I use one USB port for the connection to the D710A Control head with the PG-5 (?) cable and a serial to USB adapter.  Another USB port is used for the USB powered GPS receiver I use for the Surface Go.  The last port is used for the FTM-400XDR connection to the Surface Go for when I use that at the APRS radio with APRSIS32.  I got another el cheapo "regular" hub I can piggyback onto one of those ports to get a few more ports if necessary.

This is the mobile power supply I got to feed power to that hub:

https://www.amazon.com/gp/product/B003FOOY32/ref=ppx_yo_dt_b_asin_title_o04_s00?ie=UTF8&psc=1

I was tempted to cut off the cigarette lighter plug and use Anderson Power Pole connectors but I didn't want to circumvent the fuse in the plug so I had to use an inline cigarette lighter socket with a Power Pole cord to feed that power supply.  I guess I could have put a Power Pole inline fuse into its power feed, but I already had the other parts.  I try to keep everything set up with Power Pole connectors.
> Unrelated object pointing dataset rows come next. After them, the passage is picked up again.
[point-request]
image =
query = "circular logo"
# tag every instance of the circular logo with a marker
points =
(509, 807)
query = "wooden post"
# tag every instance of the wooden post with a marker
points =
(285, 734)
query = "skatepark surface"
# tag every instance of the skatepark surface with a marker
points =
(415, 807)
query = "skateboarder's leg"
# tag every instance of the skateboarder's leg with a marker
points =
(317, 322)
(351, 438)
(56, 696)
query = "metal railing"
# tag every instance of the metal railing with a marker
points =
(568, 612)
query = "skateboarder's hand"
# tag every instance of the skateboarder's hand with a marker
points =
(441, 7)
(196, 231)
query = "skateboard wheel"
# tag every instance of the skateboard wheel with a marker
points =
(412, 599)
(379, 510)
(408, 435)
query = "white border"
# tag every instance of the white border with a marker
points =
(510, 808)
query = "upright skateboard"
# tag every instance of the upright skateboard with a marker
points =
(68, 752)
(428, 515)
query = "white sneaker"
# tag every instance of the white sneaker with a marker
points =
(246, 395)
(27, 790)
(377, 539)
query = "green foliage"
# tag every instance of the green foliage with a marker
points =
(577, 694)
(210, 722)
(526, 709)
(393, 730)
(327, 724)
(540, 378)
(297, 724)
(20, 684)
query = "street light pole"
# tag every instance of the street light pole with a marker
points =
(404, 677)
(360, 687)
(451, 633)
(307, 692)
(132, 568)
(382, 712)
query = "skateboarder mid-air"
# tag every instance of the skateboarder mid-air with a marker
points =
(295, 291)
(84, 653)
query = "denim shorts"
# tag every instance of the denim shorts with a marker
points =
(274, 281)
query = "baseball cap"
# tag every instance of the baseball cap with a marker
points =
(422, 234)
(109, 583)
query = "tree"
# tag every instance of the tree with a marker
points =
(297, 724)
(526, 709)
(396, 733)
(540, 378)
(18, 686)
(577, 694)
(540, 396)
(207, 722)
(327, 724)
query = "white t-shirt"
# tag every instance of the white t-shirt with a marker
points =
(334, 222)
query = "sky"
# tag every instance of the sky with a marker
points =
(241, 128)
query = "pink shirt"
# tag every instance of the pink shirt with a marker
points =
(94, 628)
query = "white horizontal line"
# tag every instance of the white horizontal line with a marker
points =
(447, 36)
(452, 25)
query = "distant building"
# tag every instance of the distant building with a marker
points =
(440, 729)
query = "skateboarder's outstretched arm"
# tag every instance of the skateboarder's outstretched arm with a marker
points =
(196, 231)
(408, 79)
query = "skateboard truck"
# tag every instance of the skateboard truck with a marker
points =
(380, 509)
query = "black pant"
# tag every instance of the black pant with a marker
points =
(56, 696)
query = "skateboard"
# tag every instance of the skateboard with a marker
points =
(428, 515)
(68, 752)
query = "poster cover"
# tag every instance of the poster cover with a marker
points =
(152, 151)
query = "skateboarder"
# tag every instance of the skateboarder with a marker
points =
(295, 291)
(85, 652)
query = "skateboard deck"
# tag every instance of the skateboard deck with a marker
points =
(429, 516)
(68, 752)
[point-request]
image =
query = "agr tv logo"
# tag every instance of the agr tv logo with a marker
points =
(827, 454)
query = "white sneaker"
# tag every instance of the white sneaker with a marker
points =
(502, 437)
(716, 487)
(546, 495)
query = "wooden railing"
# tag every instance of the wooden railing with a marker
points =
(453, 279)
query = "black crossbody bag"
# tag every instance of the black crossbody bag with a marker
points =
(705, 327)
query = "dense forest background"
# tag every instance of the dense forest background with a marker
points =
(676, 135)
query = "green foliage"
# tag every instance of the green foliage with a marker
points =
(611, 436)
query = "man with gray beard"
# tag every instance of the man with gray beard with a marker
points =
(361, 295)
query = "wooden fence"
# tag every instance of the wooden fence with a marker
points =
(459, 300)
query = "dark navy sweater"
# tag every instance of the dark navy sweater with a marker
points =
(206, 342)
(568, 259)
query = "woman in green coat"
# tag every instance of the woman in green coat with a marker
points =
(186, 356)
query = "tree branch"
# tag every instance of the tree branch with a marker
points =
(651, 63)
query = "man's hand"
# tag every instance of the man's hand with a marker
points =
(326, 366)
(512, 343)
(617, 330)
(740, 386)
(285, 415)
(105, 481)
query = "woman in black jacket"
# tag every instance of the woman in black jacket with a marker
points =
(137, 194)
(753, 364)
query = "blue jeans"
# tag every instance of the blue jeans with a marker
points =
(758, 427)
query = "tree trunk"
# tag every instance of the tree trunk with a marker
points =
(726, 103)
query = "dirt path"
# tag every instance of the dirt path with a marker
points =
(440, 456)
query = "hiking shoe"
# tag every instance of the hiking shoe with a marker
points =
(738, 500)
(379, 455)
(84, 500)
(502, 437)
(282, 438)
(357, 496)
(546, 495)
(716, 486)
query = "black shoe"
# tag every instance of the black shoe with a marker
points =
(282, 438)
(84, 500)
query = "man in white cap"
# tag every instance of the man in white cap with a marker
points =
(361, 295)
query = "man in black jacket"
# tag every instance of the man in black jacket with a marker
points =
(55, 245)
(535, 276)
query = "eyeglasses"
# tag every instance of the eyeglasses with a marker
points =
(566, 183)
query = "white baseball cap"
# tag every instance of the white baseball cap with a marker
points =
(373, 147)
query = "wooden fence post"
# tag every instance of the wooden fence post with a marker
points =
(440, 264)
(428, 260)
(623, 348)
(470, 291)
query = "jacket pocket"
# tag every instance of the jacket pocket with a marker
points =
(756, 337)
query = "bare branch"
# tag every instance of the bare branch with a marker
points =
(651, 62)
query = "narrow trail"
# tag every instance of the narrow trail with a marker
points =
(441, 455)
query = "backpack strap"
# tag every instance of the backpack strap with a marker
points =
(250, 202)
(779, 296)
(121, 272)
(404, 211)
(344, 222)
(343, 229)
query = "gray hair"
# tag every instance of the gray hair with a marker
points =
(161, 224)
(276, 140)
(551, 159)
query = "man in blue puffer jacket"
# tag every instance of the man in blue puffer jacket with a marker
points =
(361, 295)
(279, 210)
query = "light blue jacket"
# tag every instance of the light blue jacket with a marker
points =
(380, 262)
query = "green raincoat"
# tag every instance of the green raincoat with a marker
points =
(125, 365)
I used two of these as the "disconnects" for the wiring to the vehicle battery (which is additionally fused at the battery) and for the wiring to the "radio" battery (which is also fused at the battery terminals - it's a big deep-discharge marine battery) that is hooked to a West Mountain Radio ISOPower+ isolation device.  That cut down on some control wiring.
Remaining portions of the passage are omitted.